Intro
Oli’s detailed physical structure integrates human proportions with advanced engineering materials to achieve its specified performance metrics. Standing 165 cm tall, the robot’s mechanical profile includes a shoulder width of 55 cm and an arm length of 70 cm. The core mechanical design is modular, facilitating quick maintenance and configuration changes, such as swapping end-effectors such as grippers and bionic hands.
Oli is highly articulated with a core body articulation of 31 Degrees of Freedom, excluding end-effectors.
- Locomotion: Each of the two legs features 6 DoF, for complex bipedal walking, bending and squatting.
- Manipulation: Each of the two arms features 7 DoF, providing human-like reach and dexterity.
- Torso and Head: The body includes a 3 DoF waist for twisting and bending, and a 2 DoF neck for perception and interaction.
- Proprietary end-effectors: 1-DoF 2-finger gripper and a 4-DoF 3-finger gripper.
Thermal management for the critical control area is handled through an air-cooled system, ensuring sustained performance under high computational load. A key architectural feature is the incorporation of the power source and communication hardware directly into the structural components, simplifying wiring complexity and maximizing space efficiency.

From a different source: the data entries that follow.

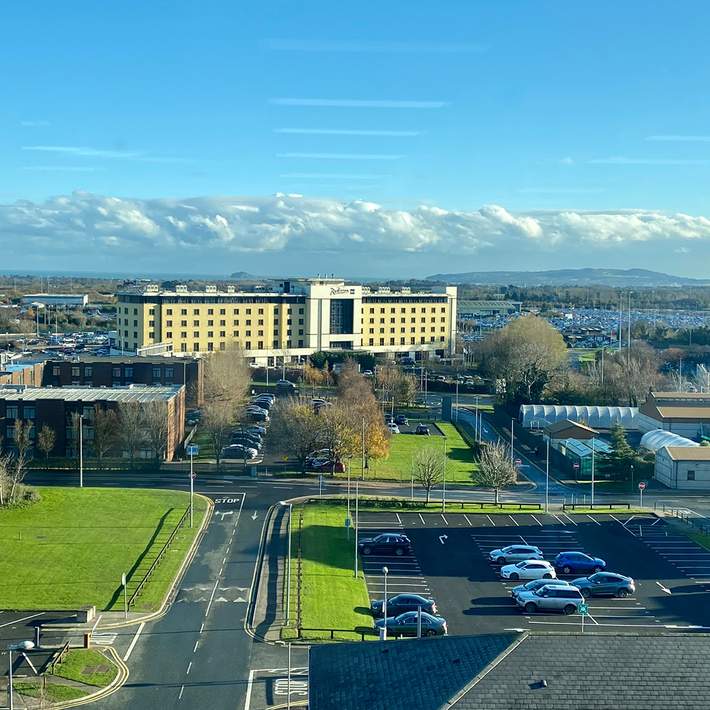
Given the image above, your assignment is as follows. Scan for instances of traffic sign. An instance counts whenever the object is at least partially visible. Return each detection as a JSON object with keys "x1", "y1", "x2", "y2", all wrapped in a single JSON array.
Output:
[
  {"x1": 514, "y1": 459, "x2": 522, "y2": 466},
  {"x1": 121, "y1": 572, "x2": 127, "y2": 587},
  {"x1": 191, "y1": 472, "x2": 197, "y2": 479},
  {"x1": 345, "y1": 517, "x2": 351, "y2": 529},
  {"x1": 579, "y1": 603, "x2": 588, "y2": 615},
  {"x1": 187, "y1": 444, "x2": 199, "y2": 456},
  {"x1": 638, "y1": 481, "x2": 646, "y2": 490}
]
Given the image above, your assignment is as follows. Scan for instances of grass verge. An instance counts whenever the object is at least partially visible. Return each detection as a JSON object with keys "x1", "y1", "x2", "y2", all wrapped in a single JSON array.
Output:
[
  {"x1": 312, "y1": 496, "x2": 544, "y2": 514},
  {"x1": 283, "y1": 503, "x2": 372, "y2": 642},
  {"x1": 53, "y1": 648, "x2": 118, "y2": 687},
  {"x1": 14, "y1": 681, "x2": 87, "y2": 702},
  {"x1": 563, "y1": 507, "x2": 647, "y2": 515},
  {"x1": 0, "y1": 487, "x2": 207, "y2": 611}
]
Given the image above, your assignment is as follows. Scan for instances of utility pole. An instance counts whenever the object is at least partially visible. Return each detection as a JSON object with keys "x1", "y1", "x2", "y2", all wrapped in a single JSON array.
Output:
[
  {"x1": 79, "y1": 413, "x2": 84, "y2": 488},
  {"x1": 545, "y1": 438, "x2": 550, "y2": 514},
  {"x1": 510, "y1": 419, "x2": 514, "y2": 465},
  {"x1": 591, "y1": 437, "x2": 596, "y2": 508},
  {"x1": 627, "y1": 291, "x2": 632, "y2": 367},
  {"x1": 353, "y1": 480, "x2": 359, "y2": 578}
]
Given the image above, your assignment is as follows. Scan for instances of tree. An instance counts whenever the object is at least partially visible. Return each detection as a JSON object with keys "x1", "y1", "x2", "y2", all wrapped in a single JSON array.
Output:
[
  {"x1": 93, "y1": 407, "x2": 119, "y2": 469},
  {"x1": 270, "y1": 400, "x2": 323, "y2": 473},
  {"x1": 476, "y1": 441, "x2": 517, "y2": 505},
  {"x1": 319, "y1": 403, "x2": 359, "y2": 475},
  {"x1": 414, "y1": 446, "x2": 445, "y2": 504},
  {"x1": 36, "y1": 424, "x2": 56, "y2": 460},
  {"x1": 202, "y1": 399, "x2": 233, "y2": 467},
  {"x1": 142, "y1": 401, "x2": 169, "y2": 465},
  {"x1": 476, "y1": 315, "x2": 568, "y2": 402},
  {"x1": 598, "y1": 424, "x2": 640, "y2": 481},
  {"x1": 8, "y1": 419, "x2": 33, "y2": 503},
  {"x1": 203, "y1": 344, "x2": 251, "y2": 410},
  {"x1": 117, "y1": 403, "x2": 146, "y2": 469}
]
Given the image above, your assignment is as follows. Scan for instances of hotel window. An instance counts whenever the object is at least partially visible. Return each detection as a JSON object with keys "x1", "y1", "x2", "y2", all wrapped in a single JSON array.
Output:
[
  {"x1": 133, "y1": 331, "x2": 138, "y2": 339},
  {"x1": 688, "y1": 470, "x2": 696, "y2": 481},
  {"x1": 369, "y1": 338, "x2": 374, "y2": 346},
  {"x1": 233, "y1": 308, "x2": 239, "y2": 314},
  {"x1": 298, "y1": 339, "x2": 304, "y2": 347},
  {"x1": 72, "y1": 366, "x2": 80, "y2": 377},
  {"x1": 133, "y1": 319, "x2": 138, "y2": 326},
  {"x1": 245, "y1": 341, "x2": 252, "y2": 349},
  {"x1": 149, "y1": 320, "x2": 155, "y2": 327},
  {"x1": 181, "y1": 320, "x2": 187, "y2": 327},
  {"x1": 153, "y1": 366, "x2": 161, "y2": 379},
  {"x1": 194, "y1": 331, "x2": 199, "y2": 338},
  {"x1": 246, "y1": 319, "x2": 252, "y2": 326},
  {"x1": 193, "y1": 343, "x2": 200, "y2": 351},
  {"x1": 207, "y1": 331, "x2": 214, "y2": 338},
  {"x1": 298, "y1": 318, "x2": 304, "y2": 325},
  {"x1": 181, "y1": 332, "x2": 187, "y2": 338},
  {"x1": 400, "y1": 337, "x2": 405, "y2": 345},
  {"x1": 246, "y1": 308, "x2": 252, "y2": 314},
  {"x1": 379, "y1": 338, "x2": 385, "y2": 345},
  {"x1": 149, "y1": 308, "x2": 155, "y2": 315},
  {"x1": 258, "y1": 341, "x2": 264, "y2": 349},
  {"x1": 207, "y1": 343, "x2": 214, "y2": 351},
  {"x1": 258, "y1": 319, "x2": 264, "y2": 325},
  {"x1": 208, "y1": 308, "x2": 214, "y2": 315},
  {"x1": 298, "y1": 329, "x2": 303, "y2": 335},
  {"x1": 165, "y1": 367, "x2": 174, "y2": 379},
  {"x1": 220, "y1": 331, "x2": 226, "y2": 337},
  {"x1": 84, "y1": 366, "x2": 92, "y2": 377},
  {"x1": 166, "y1": 331, "x2": 173, "y2": 338},
  {"x1": 298, "y1": 308, "x2": 304, "y2": 314},
  {"x1": 233, "y1": 319, "x2": 239, "y2": 326},
  {"x1": 389, "y1": 338, "x2": 395, "y2": 345},
  {"x1": 181, "y1": 308, "x2": 187, "y2": 315},
  {"x1": 167, "y1": 308, "x2": 173, "y2": 315},
  {"x1": 148, "y1": 332, "x2": 155, "y2": 339},
  {"x1": 233, "y1": 331, "x2": 239, "y2": 337},
  {"x1": 193, "y1": 308, "x2": 199, "y2": 315},
  {"x1": 246, "y1": 330, "x2": 251, "y2": 337},
  {"x1": 181, "y1": 343, "x2": 187, "y2": 352},
  {"x1": 258, "y1": 308, "x2": 264, "y2": 315},
  {"x1": 23, "y1": 406, "x2": 36, "y2": 419},
  {"x1": 112, "y1": 367, "x2": 121, "y2": 378},
  {"x1": 166, "y1": 320, "x2": 173, "y2": 326},
  {"x1": 258, "y1": 330, "x2": 264, "y2": 336},
  {"x1": 273, "y1": 339, "x2": 279, "y2": 348},
  {"x1": 133, "y1": 308, "x2": 138, "y2": 315},
  {"x1": 220, "y1": 320, "x2": 226, "y2": 326},
  {"x1": 193, "y1": 320, "x2": 199, "y2": 326},
  {"x1": 52, "y1": 366, "x2": 60, "y2": 376},
  {"x1": 219, "y1": 342, "x2": 226, "y2": 351},
  {"x1": 207, "y1": 320, "x2": 214, "y2": 326}
]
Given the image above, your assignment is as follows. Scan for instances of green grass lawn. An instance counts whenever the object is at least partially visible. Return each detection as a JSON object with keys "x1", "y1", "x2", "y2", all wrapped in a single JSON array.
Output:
[
  {"x1": 14, "y1": 681, "x2": 88, "y2": 702},
  {"x1": 317, "y1": 497, "x2": 544, "y2": 514},
  {"x1": 53, "y1": 649, "x2": 117, "y2": 687},
  {"x1": 345, "y1": 422, "x2": 479, "y2": 485},
  {"x1": 191, "y1": 427, "x2": 216, "y2": 460},
  {"x1": 284, "y1": 503, "x2": 372, "y2": 641},
  {"x1": 0, "y1": 487, "x2": 207, "y2": 611}
]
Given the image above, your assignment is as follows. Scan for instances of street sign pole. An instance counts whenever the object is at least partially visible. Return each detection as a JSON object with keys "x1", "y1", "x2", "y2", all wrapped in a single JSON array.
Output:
[
  {"x1": 186, "y1": 444, "x2": 199, "y2": 528},
  {"x1": 122, "y1": 572, "x2": 128, "y2": 620},
  {"x1": 639, "y1": 481, "x2": 646, "y2": 508},
  {"x1": 579, "y1": 602, "x2": 588, "y2": 632}
]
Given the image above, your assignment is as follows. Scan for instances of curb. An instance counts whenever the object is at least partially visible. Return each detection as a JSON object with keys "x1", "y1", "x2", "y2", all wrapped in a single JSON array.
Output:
[
  {"x1": 51, "y1": 646, "x2": 129, "y2": 709},
  {"x1": 96, "y1": 493, "x2": 214, "y2": 630}
]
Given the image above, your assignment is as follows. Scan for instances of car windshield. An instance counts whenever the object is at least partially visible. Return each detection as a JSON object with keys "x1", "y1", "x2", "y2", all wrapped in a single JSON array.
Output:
[{"x1": 515, "y1": 561, "x2": 527, "y2": 568}]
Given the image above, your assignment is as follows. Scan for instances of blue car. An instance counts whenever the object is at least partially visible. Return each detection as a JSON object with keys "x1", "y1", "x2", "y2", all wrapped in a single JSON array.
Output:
[{"x1": 553, "y1": 552, "x2": 606, "y2": 575}]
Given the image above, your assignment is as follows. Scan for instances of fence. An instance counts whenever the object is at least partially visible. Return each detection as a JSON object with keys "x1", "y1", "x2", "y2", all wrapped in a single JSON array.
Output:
[
  {"x1": 46, "y1": 642, "x2": 70, "y2": 674},
  {"x1": 295, "y1": 509, "x2": 303, "y2": 634},
  {"x1": 128, "y1": 506, "x2": 190, "y2": 608},
  {"x1": 655, "y1": 503, "x2": 710, "y2": 535},
  {"x1": 562, "y1": 502, "x2": 631, "y2": 511},
  {"x1": 295, "y1": 627, "x2": 375, "y2": 641}
]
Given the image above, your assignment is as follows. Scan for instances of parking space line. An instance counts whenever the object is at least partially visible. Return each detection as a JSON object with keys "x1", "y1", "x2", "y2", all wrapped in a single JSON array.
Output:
[
  {"x1": 441, "y1": 514, "x2": 448, "y2": 526},
  {"x1": 551, "y1": 514, "x2": 566, "y2": 526},
  {"x1": 530, "y1": 515, "x2": 542, "y2": 526},
  {"x1": 486, "y1": 515, "x2": 495, "y2": 526},
  {"x1": 561, "y1": 513, "x2": 577, "y2": 526},
  {"x1": 418, "y1": 514, "x2": 425, "y2": 525},
  {"x1": 623, "y1": 515, "x2": 636, "y2": 526},
  {"x1": 651, "y1": 518, "x2": 662, "y2": 526},
  {"x1": 509, "y1": 515, "x2": 519, "y2": 527},
  {"x1": 586, "y1": 514, "x2": 601, "y2": 526},
  {"x1": 396, "y1": 513, "x2": 402, "y2": 525},
  {"x1": 518, "y1": 535, "x2": 528, "y2": 545},
  {"x1": 464, "y1": 514, "x2": 472, "y2": 526}
]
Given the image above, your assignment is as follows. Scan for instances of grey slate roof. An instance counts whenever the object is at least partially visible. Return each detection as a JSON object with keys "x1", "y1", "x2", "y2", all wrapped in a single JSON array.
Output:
[
  {"x1": 308, "y1": 633, "x2": 517, "y2": 710},
  {"x1": 458, "y1": 633, "x2": 710, "y2": 710},
  {"x1": 310, "y1": 633, "x2": 710, "y2": 710},
  {"x1": 0, "y1": 385, "x2": 182, "y2": 403}
]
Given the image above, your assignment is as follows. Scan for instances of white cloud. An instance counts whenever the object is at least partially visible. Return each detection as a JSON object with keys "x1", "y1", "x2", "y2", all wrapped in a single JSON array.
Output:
[
  {"x1": 0, "y1": 193, "x2": 708, "y2": 269},
  {"x1": 22, "y1": 146, "x2": 191, "y2": 164}
]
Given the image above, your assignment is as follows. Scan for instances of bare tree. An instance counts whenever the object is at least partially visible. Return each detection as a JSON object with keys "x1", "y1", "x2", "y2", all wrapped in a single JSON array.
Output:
[
  {"x1": 117, "y1": 403, "x2": 146, "y2": 469},
  {"x1": 477, "y1": 441, "x2": 518, "y2": 505},
  {"x1": 93, "y1": 407, "x2": 119, "y2": 469},
  {"x1": 142, "y1": 401, "x2": 169, "y2": 465},
  {"x1": 319, "y1": 403, "x2": 359, "y2": 475},
  {"x1": 36, "y1": 424, "x2": 56, "y2": 461},
  {"x1": 203, "y1": 344, "x2": 251, "y2": 410},
  {"x1": 8, "y1": 419, "x2": 33, "y2": 503},
  {"x1": 270, "y1": 400, "x2": 323, "y2": 473},
  {"x1": 202, "y1": 399, "x2": 233, "y2": 467},
  {"x1": 414, "y1": 446, "x2": 445, "y2": 504}
]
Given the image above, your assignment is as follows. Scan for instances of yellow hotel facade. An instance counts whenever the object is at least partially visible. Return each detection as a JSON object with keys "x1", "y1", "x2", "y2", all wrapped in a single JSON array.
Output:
[{"x1": 115, "y1": 278, "x2": 457, "y2": 364}]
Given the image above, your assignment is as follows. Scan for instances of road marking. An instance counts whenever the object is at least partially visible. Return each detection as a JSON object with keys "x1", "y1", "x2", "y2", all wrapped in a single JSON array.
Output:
[
  {"x1": 651, "y1": 518, "x2": 662, "y2": 526},
  {"x1": 186, "y1": 661, "x2": 192, "y2": 675},
  {"x1": 623, "y1": 515, "x2": 636, "y2": 527},
  {"x1": 509, "y1": 515, "x2": 519, "y2": 527},
  {"x1": 199, "y1": 622, "x2": 204, "y2": 633},
  {"x1": 205, "y1": 578, "x2": 220, "y2": 617},
  {"x1": 178, "y1": 685, "x2": 185, "y2": 701},
  {"x1": 418, "y1": 514, "x2": 426, "y2": 525},
  {"x1": 222, "y1": 556, "x2": 227, "y2": 565},
  {"x1": 0, "y1": 612, "x2": 44, "y2": 629},
  {"x1": 441, "y1": 514, "x2": 448, "y2": 526},
  {"x1": 530, "y1": 515, "x2": 542, "y2": 526},
  {"x1": 561, "y1": 513, "x2": 577, "y2": 526},
  {"x1": 486, "y1": 515, "x2": 495, "y2": 527},
  {"x1": 193, "y1": 640, "x2": 199, "y2": 653},
  {"x1": 464, "y1": 514, "x2": 472, "y2": 526},
  {"x1": 122, "y1": 621, "x2": 145, "y2": 662},
  {"x1": 551, "y1": 514, "x2": 566, "y2": 526},
  {"x1": 656, "y1": 581, "x2": 672, "y2": 594},
  {"x1": 438, "y1": 535, "x2": 448, "y2": 545},
  {"x1": 518, "y1": 535, "x2": 528, "y2": 545},
  {"x1": 586, "y1": 515, "x2": 601, "y2": 526}
]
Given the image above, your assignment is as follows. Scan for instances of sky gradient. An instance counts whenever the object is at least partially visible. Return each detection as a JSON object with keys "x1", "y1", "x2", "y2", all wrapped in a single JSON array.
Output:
[{"x1": 2, "y1": 1, "x2": 710, "y2": 277}]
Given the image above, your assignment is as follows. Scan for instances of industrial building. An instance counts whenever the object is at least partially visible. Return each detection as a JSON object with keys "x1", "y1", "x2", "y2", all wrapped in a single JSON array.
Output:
[
  {"x1": 638, "y1": 391, "x2": 710, "y2": 438},
  {"x1": 519, "y1": 404, "x2": 639, "y2": 430},
  {"x1": 655, "y1": 447, "x2": 710, "y2": 490},
  {"x1": 0, "y1": 385, "x2": 185, "y2": 462},
  {"x1": 457, "y1": 300, "x2": 522, "y2": 319},
  {"x1": 115, "y1": 278, "x2": 457, "y2": 363},
  {"x1": 20, "y1": 293, "x2": 88, "y2": 308}
]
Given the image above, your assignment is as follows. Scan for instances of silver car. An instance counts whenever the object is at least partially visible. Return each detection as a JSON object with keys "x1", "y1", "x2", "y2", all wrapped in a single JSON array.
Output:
[
  {"x1": 516, "y1": 584, "x2": 584, "y2": 614},
  {"x1": 510, "y1": 578, "x2": 571, "y2": 601},
  {"x1": 489, "y1": 545, "x2": 543, "y2": 565}
]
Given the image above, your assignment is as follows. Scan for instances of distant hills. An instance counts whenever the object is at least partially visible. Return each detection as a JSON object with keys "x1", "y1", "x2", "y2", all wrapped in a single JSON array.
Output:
[
  {"x1": 229, "y1": 271, "x2": 257, "y2": 280},
  {"x1": 426, "y1": 268, "x2": 710, "y2": 287}
]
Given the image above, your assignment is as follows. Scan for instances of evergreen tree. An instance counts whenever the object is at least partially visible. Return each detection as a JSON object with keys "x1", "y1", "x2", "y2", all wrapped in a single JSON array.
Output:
[{"x1": 598, "y1": 424, "x2": 638, "y2": 480}]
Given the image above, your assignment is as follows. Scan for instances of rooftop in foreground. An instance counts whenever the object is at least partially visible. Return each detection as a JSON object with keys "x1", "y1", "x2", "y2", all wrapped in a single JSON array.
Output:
[{"x1": 0, "y1": 385, "x2": 182, "y2": 402}]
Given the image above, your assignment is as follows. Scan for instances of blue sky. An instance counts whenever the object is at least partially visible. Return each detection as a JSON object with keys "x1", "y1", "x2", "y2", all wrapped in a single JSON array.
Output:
[{"x1": 2, "y1": 1, "x2": 710, "y2": 277}]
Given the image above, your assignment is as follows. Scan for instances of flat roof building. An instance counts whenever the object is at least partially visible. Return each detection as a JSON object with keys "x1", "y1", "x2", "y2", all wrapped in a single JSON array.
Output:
[
  {"x1": 655, "y1": 445, "x2": 710, "y2": 489},
  {"x1": 115, "y1": 278, "x2": 457, "y2": 364},
  {"x1": 20, "y1": 293, "x2": 88, "y2": 308},
  {"x1": 639, "y1": 391, "x2": 710, "y2": 438}
]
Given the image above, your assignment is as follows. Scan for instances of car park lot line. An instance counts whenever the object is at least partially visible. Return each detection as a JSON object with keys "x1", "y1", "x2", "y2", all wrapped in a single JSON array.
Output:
[
  {"x1": 530, "y1": 515, "x2": 542, "y2": 526},
  {"x1": 587, "y1": 514, "x2": 601, "y2": 525},
  {"x1": 418, "y1": 514, "x2": 426, "y2": 525},
  {"x1": 508, "y1": 515, "x2": 519, "y2": 527},
  {"x1": 486, "y1": 515, "x2": 495, "y2": 526}
]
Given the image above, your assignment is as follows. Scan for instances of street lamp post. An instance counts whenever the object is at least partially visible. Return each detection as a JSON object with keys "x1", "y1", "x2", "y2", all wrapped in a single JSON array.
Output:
[
  {"x1": 7, "y1": 640, "x2": 35, "y2": 710},
  {"x1": 510, "y1": 419, "x2": 515, "y2": 466},
  {"x1": 545, "y1": 438, "x2": 550, "y2": 514},
  {"x1": 442, "y1": 437, "x2": 447, "y2": 512},
  {"x1": 354, "y1": 480, "x2": 359, "y2": 578},
  {"x1": 382, "y1": 566, "x2": 389, "y2": 640},
  {"x1": 78, "y1": 413, "x2": 84, "y2": 488},
  {"x1": 591, "y1": 437, "x2": 596, "y2": 508},
  {"x1": 189, "y1": 448, "x2": 195, "y2": 528}
]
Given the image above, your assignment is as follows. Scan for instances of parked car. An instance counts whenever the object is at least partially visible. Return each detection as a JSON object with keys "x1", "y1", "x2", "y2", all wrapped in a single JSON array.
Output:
[
  {"x1": 251, "y1": 398, "x2": 272, "y2": 410},
  {"x1": 394, "y1": 414, "x2": 408, "y2": 426},
  {"x1": 248, "y1": 410, "x2": 269, "y2": 422},
  {"x1": 384, "y1": 414, "x2": 394, "y2": 424},
  {"x1": 387, "y1": 423, "x2": 400, "y2": 434},
  {"x1": 308, "y1": 458, "x2": 345, "y2": 473},
  {"x1": 375, "y1": 611, "x2": 447, "y2": 637},
  {"x1": 362, "y1": 370, "x2": 374, "y2": 377},
  {"x1": 516, "y1": 584, "x2": 584, "y2": 615},
  {"x1": 572, "y1": 572, "x2": 635, "y2": 598},
  {"x1": 489, "y1": 545, "x2": 544, "y2": 565},
  {"x1": 221, "y1": 444, "x2": 258, "y2": 460},
  {"x1": 358, "y1": 533, "x2": 411, "y2": 557},
  {"x1": 231, "y1": 437, "x2": 262, "y2": 450},
  {"x1": 246, "y1": 425, "x2": 267, "y2": 436},
  {"x1": 370, "y1": 594, "x2": 437, "y2": 619},
  {"x1": 554, "y1": 552, "x2": 606, "y2": 575},
  {"x1": 415, "y1": 424, "x2": 430, "y2": 435},
  {"x1": 305, "y1": 448, "x2": 333, "y2": 465},
  {"x1": 500, "y1": 560, "x2": 556, "y2": 581},
  {"x1": 253, "y1": 393, "x2": 275, "y2": 403},
  {"x1": 510, "y1": 578, "x2": 571, "y2": 601}
]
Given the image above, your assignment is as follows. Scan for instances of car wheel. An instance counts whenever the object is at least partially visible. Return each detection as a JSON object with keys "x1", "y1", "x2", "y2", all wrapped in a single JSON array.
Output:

Oli uses proprietary electric actuators. These actuators are integral to the robot's functionality, as they integrate the motor, necessary wiring paths, and internal cooling mechanisms within a compact unit. This integrated design is crucial for achieving the high torque-to-weight ratio and the precise responsiveness required for maintaining dynamic bipedal stability. It is able to generate a maximum joint torque of 150 N.m, achieving a maximum speed of 1 m/s of arm movement. Furthermore, these components house integrated torque sensors, providing high-fidelity force feedback essential for closed-loop control.